1955 Flajole Forerunner “convertissable”…
Que les designers, qu’on nommait “dessinateurs d’automobiles” dans les années ’50, laissaient courir leur imagination sans aucun souci de rationalité, personne n’en doute…, ni quiconque ne songerait à contester que certaines de leurs “créations” étaient en réalité des horreurs roulantes…
La majorité de ces engins étranges n’étaient considérés que comme d’anecdotiques choses, des œuvrettes d’illuminés dont les “bien-pensants” se gaussaient…, des bizarreries plus ou moins roulantes qu’on retrouvait des dizaines d’années après leur création, au hasard d’une allée dans un musée éphémère… et qu’on n’imaginait pas valoir plus qu’une considération polie !
Depuis quelques années, certains visionnaires de la spéculation achètent les “concept-cars” qui passent à leur portée, imaginant avec raison et intelligence, qu’il pourrait s’agir d’oeuvres-d’art témoins de la candide illumination de designers incompris…, au même titre que les oeuvres d’artistes considérés comme des fous géniaux qui finissent par se vendre des fortunes…
L’inspiration qui a donné naissance à la Flajole Forerunner vient réellement de la copie de l’Astra de Jay Everett…, mais pour des questions de procès et règlements de comptes plus directs…, “officiellement” elle est une inspiration américanisée de de la Jaguar XK120…, une automobile qui a marqué son époque comme l’archétype du bon-goût (Françoise Sagan en avait une)…
Elle est pourtant inconfortable, mal pensée, mal construite, lourde, rouillant et pourrissant de partout rapidement, un “bitza” d’usine qui continue de marquer les cerveaux via les sempiternels dandy’s sapins-verts (ceux qui se déguisent en BCBG à l’anglaise, veste pied-de poule beige assortie à une bouche en cul-de-poule, pantalon en velours côtelé marron, loden et chapeau vert, parapluie, mocassins immaculés ou chaussures vernies et… imperméable Burberry)…
En comparant les deux voitures, on découvre plus qu’une inspiration “officielle”…, en dehors de son esthétique douteuse et de sa base de XK120 pachidermique (en effet la Flajole est tout simplement une Jaguar XK120 recarrossée et motorisée par le 6 cyl. 3L8 qui y était installé), cette étrange automobile présentait quelques solutions innovatrices pour son époque.

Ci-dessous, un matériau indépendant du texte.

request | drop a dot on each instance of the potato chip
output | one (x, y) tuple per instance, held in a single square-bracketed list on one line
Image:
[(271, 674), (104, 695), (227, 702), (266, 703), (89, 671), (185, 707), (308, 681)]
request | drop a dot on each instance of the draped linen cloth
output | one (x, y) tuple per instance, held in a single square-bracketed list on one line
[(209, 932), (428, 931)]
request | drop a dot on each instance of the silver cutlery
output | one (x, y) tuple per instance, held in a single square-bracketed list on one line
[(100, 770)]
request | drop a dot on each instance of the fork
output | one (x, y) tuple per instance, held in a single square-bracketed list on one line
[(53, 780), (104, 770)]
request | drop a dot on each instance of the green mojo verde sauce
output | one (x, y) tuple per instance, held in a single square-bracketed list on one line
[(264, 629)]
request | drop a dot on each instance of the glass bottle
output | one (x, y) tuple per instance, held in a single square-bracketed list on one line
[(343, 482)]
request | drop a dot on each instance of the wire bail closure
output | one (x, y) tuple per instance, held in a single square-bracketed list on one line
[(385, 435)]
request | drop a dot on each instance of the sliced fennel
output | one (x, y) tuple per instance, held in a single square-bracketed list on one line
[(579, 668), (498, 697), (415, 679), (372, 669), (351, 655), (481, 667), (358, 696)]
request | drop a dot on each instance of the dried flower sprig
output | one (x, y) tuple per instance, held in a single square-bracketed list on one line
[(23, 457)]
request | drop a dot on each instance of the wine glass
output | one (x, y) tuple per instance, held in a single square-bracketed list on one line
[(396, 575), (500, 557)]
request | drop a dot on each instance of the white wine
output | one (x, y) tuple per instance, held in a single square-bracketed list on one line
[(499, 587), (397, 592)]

Par exemple, le toit de l’habitacle…, plus qu’un coupé, c’était un “convertissable“…, le système rétractile du toit cachait celui-ci dans l’énorme compartiment arrière, grâce à un système mécanique, sans pour autant compromettre la capacité de chargement du coffre, exclusivement accessible en déverrouillant et basculant le dossier des sièges, qui, vu leur taille éléphantesque (des sièges d’avion de ligne modifiés), ne peuvent pas basculer…, le siège conducteur buttant sur le volant, le siège passager allant seulement 10 cms plus avant jusqu’au tableau de bord… terminus…, le coffre est en réalité inaccessible en toutes circonstances…, c’est un grand coffre inutilisable !
En parlant du toit, ne vous préoccupez pas de la position du rétroviseur, puisque le toit était transparent. Ainsi il joignait le plaisir de conduire à ciel ouvert dans les deux configurations…, comprenez que, tout simplement, le toit “roulait” électro-mécaniquement vers l’arrière, caché par l’arrière de la carrosserie, semblable à une coquille d’escargot…, inconfortable système, assurément…, ne doutez pas de cela…, mais appréciez-en l’audace et l’originalité…
Et comme William “Bill” Flajole avait aussi tenu compte de certains aspects de la sécurité passive, il aavait laissé le rétroviseur dans cette position si peu usuelle…, quelque chose que nous considérons comme normal actuellement…, il y a 60 ans, était pratiquement inédit.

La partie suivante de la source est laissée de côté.